Claudine at St Clare's (by Enid Blyton)

A young friend of mine, currently aged nine, regularly borrows some of my children’s books. She has read her way through Enid Blyton’s ‘Mallory Towers’ and ‘St Clare’s’ books in order, and re-reads them apparently randomly. I don’t know what the appeal is about books set in boarding schools, but I used to enjoy these myself and it’s lovely to see someone else reading them.

Her most recent re-read was ‘Claudine at St Clare’s’, which was returned last night. I picked it up idly this morning and started reading the first chapter.
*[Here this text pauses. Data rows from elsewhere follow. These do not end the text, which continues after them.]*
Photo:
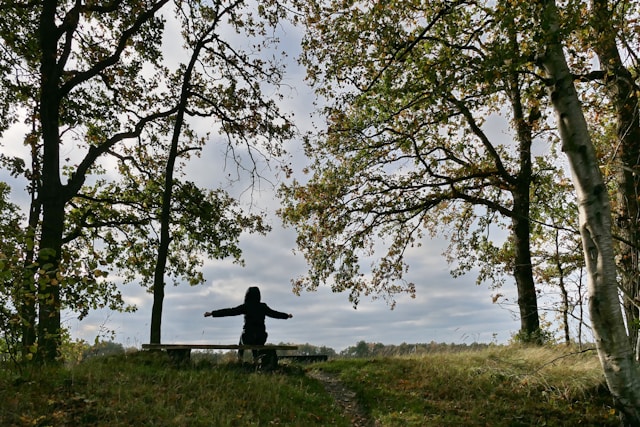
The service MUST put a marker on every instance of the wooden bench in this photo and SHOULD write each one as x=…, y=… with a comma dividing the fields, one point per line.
x=182, y=352
x=305, y=357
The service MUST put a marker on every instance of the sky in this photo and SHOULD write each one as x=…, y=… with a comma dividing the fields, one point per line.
x=445, y=309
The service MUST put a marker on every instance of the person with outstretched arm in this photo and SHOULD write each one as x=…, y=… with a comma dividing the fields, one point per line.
x=254, y=331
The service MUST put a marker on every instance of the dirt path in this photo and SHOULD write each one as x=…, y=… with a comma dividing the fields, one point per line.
x=344, y=397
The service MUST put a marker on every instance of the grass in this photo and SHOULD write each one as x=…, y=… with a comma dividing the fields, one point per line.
x=499, y=386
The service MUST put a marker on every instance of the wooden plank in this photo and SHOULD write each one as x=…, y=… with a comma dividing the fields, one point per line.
x=306, y=357
x=217, y=347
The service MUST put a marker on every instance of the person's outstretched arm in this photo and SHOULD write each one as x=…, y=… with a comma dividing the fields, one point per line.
x=235, y=311
x=277, y=314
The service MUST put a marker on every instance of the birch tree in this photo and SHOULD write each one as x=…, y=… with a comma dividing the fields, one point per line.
x=614, y=349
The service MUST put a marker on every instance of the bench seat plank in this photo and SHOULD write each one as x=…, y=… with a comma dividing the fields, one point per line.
x=217, y=347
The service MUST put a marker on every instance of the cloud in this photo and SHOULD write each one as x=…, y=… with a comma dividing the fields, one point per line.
x=444, y=310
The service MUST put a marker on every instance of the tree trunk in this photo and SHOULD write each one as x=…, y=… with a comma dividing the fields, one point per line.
x=622, y=91
x=167, y=195
x=614, y=350
x=52, y=195
x=523, y=269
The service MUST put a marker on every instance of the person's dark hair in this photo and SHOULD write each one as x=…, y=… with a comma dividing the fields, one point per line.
x=252, y=295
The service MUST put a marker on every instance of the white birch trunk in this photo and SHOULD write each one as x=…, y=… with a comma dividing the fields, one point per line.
x=614, y=349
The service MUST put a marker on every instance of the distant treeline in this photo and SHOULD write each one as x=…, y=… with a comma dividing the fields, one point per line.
x=359, y=350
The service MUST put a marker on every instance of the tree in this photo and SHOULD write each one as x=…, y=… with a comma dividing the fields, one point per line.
x=248, y=99
x=94, y=78
x=407, y=149
x=614, y=349
x=622, y=90
x=11, y=263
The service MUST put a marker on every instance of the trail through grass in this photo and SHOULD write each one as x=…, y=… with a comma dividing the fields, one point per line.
x=499, y=386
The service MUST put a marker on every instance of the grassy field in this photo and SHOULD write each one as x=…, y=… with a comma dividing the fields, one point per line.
x=498, y=386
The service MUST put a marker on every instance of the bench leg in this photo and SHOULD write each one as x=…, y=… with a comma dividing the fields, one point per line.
x=268, y=359
x=179, y=356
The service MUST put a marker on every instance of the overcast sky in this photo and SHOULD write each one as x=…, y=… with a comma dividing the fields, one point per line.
x=444, y=310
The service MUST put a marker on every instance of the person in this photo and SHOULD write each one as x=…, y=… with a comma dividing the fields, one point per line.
x=254, y=331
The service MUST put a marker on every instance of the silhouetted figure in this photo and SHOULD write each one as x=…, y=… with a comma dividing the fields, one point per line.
x=254, y=331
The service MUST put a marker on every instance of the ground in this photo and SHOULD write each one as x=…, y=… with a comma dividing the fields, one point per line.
x=344, y=397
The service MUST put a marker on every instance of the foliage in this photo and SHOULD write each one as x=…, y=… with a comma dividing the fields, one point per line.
x=145, y=389
x=108, y=97
x=413, y=96
x=526, y=386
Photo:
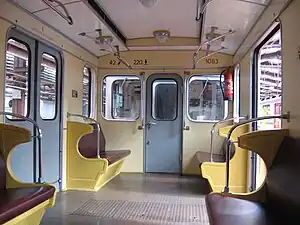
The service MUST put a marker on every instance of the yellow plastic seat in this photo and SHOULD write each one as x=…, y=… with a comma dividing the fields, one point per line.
x=20, y=203
x=88, y=173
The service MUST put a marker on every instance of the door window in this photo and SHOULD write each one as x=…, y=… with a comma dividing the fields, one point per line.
x=16, y=78
x=121, y=97
x=164, y=99
x=48, y=80
x=205, y=99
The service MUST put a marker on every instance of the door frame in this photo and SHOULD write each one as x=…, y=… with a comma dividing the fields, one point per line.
x=13, y=32
x=144, y=106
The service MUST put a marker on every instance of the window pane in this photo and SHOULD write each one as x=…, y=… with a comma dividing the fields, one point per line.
x=48, y=87
x=164, y=99
x=206, y=102
x=121, y=97
x=86, y=98
x=16, y=78
x=270, y=82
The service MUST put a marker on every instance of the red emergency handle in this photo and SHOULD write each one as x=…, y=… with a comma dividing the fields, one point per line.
x=228, y=86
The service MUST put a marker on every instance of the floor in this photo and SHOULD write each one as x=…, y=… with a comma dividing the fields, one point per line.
x=135, y=199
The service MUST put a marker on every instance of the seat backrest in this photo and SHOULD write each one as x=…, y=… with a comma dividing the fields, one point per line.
x=2, y=173
x=283, y=181
x=87, y=145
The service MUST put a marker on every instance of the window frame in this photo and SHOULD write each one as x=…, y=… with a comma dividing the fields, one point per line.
x=89, y=90
x=153, y=102
x=28, y=77
x=226, y=109
x=101, y=97
x=56, y=85
x=254, y=102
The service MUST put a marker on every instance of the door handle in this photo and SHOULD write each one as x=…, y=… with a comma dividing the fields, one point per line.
x=150, y=124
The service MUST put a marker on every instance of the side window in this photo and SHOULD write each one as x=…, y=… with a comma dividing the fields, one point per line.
x=121, y=97
x=269, y=81
x=86, y=95
x=205, y=99
x=16, y=78
x=236, y=101
x=48, y=80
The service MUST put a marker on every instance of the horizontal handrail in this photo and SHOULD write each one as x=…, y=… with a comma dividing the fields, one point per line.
x=38, y=136
x=212, y=131
x=229, y=142
x=98, y=128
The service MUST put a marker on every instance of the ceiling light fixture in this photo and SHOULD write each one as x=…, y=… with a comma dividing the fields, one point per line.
x=106, y=40
x=162, y=36
x=148, y=3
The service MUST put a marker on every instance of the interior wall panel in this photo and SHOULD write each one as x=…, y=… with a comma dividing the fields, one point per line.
x=125, y=135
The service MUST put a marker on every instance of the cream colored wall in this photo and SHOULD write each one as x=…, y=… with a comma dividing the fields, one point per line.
x=74, y=58
x=291, y=65
x=125, y=135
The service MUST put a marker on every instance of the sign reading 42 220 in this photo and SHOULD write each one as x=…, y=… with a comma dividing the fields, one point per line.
x=212, y=61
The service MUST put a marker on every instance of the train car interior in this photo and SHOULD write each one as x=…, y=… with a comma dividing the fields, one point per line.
x=177, y=112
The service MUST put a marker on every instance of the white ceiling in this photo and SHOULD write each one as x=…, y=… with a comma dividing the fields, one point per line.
x=178, y=16
x=232, y=15
x=136, y=21
x=84, y=21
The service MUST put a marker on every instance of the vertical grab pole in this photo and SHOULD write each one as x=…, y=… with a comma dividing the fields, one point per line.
x=98, y=128
x=98, y=140
x=212, y=131
x=228, y=141
x=39, y=137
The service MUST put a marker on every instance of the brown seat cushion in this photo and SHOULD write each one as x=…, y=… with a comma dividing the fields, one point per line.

It’s many years since I’ve dipped into these stories and I vaguely remembered this as one of my favourites in the series. I wondered what I would think of it now, probably around forty years after I last read it.

There are four new girls in the form, including Claudine of the title, who is the niece of Mam’zelle, the French teacher. Claudine is mischievous and likeable, brilliant at needlework but with a strong dislike of sports and swimming. Horribly caricatured of course; her lack of appreciation of the British ‘sense of honour’ could be seen as racist - and yet Claudine is an appealing character with her own strong sense of right and wrong.

Claudine is certainly the nicest of the new girls. The others are Eileen, daughter of the new and unpleasant Matron; Angela, who is beautiful, wealthy and snobby; and Pauline, who is also snobby and decidedly boastful. The book mainly focuses on these girls, with only cameo roles by the O’Sullivan twins, and their various classmates.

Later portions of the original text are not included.